Bien qu'un grand nombre d'arbres, d'arbustes et de plantes herbacées conservent leurs structures intactes face aux intempéries, la pérennité fait référence à la longévité de l'individu lui-même, pas nécessairement à son apparence inaltérable.
Ces espèces vivaces constituent la structure architecturale permanente de tout projet d'aménagement paysager, apportant du volume, de l'ombre et une présence constante au sol, servant d'ancrage visuel peu importe la saison.
Le mécanisme de survie des plantes vivaces
De leur côté, les plantes vivaces partagent la longévité des plantes vivaces, puisqu'elles vivent elles aussi plusieurs années, mais elles ont développé une stratégie d'adaptation climatique bien particulière face à des conditions environnementales extrêmes.
Avec l'arrivée du froid hivernal ou d'une saison chaude et sèche prolongée, la partie aérienne de la plante, c'est-à-dire ses tiges, ses feuilles et ses fleurs, se flétrit et disparaît complètement de la surface. Cependant, la plante ne meurt pas. Pour cette raison, ils sont, pour la plupart, très adaptés pour faire partie d’un xériscape.
Son système racinaire entre dans un état de dormance souterraine, se protégeant par des organes de réserve, comme des rhizomes, des bulbes, des tubercules ou des racines charnues.
Lorsque les températures et la photopériode redeviennent favorables, soit à partir de mars dans l'hémisphère nord, soit vers septembre dans l'hémisphère sud, la plante repousse fortement en utilisant l'énergie qu'elle avait emmagasinée sous terre.
En bref, chaque plante vivace est une plante vivace, mais toutes les plantes vivaces ne sont pas des plantes vivaces.
L'application stratégique vivace ou pérenne dans l'aménagement paysager
Connaître cette différence de comportement d'une plante donnée est un outil technique fondamental pour la réussite de toute plantation et pour l'optimisation des ressources hydriques et nutritionnelles des substrats. Ainsi, lors de la conception d'un parterre de fleurs, d'une bordure ou d'un jardin naturaliste, les paysagistes combinent les deux typologies de manière extrêmement étudiée.
Les espèces strictement persistantes qui conservent leur feuillage servent de toile de fond et garantissent que l'espace ne semble pas nu ou inintéressant pendant les mois d'hiver les plus rigoureux. Les plantes vivaces, quant à elles, apportent un dynamisme saisonnier qui transforme radicalement le paysage, marquant le rythme de l'écosystème par leurs floraisons explosives et leur repos ultérieur.

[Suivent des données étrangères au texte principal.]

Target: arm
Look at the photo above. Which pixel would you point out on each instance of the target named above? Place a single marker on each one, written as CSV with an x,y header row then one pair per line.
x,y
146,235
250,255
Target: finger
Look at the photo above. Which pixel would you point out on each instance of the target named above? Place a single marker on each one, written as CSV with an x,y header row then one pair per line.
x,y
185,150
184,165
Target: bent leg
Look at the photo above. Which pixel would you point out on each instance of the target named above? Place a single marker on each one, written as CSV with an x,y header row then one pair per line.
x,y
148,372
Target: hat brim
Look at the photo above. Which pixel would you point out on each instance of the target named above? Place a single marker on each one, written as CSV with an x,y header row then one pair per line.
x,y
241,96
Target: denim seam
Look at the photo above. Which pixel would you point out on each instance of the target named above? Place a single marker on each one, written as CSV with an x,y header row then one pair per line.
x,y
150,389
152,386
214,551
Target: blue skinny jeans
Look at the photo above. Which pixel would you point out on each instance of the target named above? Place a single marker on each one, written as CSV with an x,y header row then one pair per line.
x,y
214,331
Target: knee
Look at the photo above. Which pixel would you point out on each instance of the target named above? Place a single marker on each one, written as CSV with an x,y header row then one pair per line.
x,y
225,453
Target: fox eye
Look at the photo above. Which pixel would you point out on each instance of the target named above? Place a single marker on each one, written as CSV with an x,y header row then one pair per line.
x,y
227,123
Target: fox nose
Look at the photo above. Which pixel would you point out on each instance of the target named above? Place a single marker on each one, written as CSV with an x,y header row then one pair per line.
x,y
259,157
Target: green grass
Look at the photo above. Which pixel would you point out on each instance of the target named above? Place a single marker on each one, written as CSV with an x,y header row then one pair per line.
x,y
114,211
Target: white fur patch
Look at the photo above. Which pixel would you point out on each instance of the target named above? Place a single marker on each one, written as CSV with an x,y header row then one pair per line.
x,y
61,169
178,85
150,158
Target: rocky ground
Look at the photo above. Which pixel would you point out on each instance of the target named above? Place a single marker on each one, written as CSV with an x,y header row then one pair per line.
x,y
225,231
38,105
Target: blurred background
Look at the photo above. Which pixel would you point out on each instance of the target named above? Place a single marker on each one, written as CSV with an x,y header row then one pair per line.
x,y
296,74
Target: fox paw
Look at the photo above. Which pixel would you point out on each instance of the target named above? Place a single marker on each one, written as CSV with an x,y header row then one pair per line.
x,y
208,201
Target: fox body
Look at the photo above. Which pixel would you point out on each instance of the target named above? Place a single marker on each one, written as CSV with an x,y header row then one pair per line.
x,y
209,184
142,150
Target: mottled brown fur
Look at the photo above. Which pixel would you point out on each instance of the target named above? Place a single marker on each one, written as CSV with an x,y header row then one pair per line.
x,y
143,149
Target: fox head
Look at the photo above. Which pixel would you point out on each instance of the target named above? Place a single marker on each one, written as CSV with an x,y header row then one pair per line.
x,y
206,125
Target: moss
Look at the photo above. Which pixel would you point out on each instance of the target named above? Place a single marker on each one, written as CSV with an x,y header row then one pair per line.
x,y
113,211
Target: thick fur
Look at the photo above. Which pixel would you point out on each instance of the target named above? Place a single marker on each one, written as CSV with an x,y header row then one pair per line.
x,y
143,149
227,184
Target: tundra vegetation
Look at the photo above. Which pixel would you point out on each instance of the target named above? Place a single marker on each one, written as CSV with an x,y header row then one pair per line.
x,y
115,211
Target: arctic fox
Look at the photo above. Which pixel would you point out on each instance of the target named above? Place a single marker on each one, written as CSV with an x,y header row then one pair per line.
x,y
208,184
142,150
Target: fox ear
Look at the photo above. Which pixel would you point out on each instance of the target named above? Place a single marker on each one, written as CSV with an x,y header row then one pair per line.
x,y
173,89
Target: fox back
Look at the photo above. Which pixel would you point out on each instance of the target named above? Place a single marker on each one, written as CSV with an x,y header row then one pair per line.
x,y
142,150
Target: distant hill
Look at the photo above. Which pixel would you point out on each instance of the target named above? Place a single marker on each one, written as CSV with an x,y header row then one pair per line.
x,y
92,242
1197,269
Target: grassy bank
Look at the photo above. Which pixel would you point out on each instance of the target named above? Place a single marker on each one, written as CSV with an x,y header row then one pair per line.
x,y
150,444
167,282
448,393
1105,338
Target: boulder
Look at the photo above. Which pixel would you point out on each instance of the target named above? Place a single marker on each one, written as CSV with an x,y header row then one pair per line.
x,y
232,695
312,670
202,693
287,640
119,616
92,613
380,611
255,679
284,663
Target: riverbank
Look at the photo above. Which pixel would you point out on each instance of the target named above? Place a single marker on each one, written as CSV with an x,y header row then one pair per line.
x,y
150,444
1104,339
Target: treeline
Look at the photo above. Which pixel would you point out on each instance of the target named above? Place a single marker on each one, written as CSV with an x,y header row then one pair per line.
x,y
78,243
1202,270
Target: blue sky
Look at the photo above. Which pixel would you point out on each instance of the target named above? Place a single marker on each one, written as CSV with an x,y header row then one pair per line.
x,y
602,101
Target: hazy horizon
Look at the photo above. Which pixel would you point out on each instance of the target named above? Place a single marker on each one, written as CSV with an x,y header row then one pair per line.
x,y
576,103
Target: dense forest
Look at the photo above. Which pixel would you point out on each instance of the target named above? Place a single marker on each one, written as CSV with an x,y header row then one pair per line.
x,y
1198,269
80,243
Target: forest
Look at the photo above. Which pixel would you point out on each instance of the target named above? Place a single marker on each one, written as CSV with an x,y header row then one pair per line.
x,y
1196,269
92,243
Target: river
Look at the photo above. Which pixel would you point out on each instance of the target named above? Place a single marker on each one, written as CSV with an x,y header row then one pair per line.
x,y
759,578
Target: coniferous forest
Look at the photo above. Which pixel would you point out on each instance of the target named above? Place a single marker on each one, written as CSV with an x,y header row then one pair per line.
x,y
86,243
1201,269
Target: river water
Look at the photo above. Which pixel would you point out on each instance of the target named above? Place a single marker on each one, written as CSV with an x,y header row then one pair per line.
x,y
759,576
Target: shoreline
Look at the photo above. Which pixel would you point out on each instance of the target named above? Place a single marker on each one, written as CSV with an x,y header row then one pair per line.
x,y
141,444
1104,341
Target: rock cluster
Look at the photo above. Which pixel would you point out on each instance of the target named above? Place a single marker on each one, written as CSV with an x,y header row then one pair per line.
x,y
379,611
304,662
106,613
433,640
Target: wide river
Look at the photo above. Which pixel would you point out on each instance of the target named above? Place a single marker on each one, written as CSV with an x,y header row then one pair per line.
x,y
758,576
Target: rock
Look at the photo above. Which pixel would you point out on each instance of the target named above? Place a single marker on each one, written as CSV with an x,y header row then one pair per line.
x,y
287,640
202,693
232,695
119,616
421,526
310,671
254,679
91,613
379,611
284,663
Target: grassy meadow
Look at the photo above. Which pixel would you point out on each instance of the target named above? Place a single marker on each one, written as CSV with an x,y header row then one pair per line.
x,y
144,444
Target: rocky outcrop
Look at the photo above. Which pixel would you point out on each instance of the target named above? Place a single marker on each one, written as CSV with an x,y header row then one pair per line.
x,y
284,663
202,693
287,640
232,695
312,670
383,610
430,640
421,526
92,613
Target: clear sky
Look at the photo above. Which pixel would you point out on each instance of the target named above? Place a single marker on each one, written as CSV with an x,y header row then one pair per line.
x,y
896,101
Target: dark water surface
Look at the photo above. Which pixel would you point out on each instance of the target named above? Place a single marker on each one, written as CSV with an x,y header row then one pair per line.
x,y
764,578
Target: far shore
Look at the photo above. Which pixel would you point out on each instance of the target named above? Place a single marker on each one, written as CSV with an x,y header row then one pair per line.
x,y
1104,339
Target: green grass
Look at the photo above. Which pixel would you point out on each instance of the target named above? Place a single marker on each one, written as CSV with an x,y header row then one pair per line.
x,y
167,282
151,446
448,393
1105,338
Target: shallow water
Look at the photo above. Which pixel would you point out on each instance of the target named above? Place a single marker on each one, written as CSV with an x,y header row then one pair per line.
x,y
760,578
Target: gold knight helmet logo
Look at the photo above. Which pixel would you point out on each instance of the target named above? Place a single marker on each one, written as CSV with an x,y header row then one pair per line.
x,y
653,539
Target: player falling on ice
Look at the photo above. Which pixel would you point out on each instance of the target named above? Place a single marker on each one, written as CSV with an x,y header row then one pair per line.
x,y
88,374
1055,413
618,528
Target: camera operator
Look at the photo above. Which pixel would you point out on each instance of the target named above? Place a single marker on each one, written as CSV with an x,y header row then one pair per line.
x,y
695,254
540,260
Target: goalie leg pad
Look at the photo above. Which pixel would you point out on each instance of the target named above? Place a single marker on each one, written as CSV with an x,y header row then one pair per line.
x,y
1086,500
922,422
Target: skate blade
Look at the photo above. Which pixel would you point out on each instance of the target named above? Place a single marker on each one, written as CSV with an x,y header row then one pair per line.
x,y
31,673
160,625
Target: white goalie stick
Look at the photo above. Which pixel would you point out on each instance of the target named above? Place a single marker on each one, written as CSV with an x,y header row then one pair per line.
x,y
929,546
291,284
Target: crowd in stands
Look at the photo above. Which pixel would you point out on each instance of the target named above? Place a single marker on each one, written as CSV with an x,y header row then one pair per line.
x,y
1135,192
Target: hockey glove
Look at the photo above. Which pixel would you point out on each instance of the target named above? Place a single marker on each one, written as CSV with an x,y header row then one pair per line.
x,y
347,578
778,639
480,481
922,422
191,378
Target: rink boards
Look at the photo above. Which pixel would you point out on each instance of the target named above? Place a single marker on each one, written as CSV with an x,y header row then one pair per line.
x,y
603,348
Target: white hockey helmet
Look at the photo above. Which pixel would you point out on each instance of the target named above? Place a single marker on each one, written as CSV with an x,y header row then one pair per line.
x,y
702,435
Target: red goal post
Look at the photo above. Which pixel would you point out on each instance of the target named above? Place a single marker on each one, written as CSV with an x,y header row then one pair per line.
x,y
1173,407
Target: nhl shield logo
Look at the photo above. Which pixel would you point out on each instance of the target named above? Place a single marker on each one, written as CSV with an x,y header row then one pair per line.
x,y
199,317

Cette synergie réduit considérablement le besoin d'acquérir et de replanter des espèces saisonnières chaque année, favorisant un modèle de jardinage beaucoup plus durable, économique et respectueux des cycles naturels du sol.
Comme nous le voyons, connaître la biologie qui se cache sous la surface nous permet d’avoir une vision beaucoup plus mature lorsqu’il s’agit de cultiver et de concevoir des espaces. Car au lieu de percevoir la disparition hivernale d'une plante vivace comme un problème esthétique, on apprend à la valoriser comme un repos biologique nécessaire qui garantit la santé des sols et la vitalité future de l'environnement.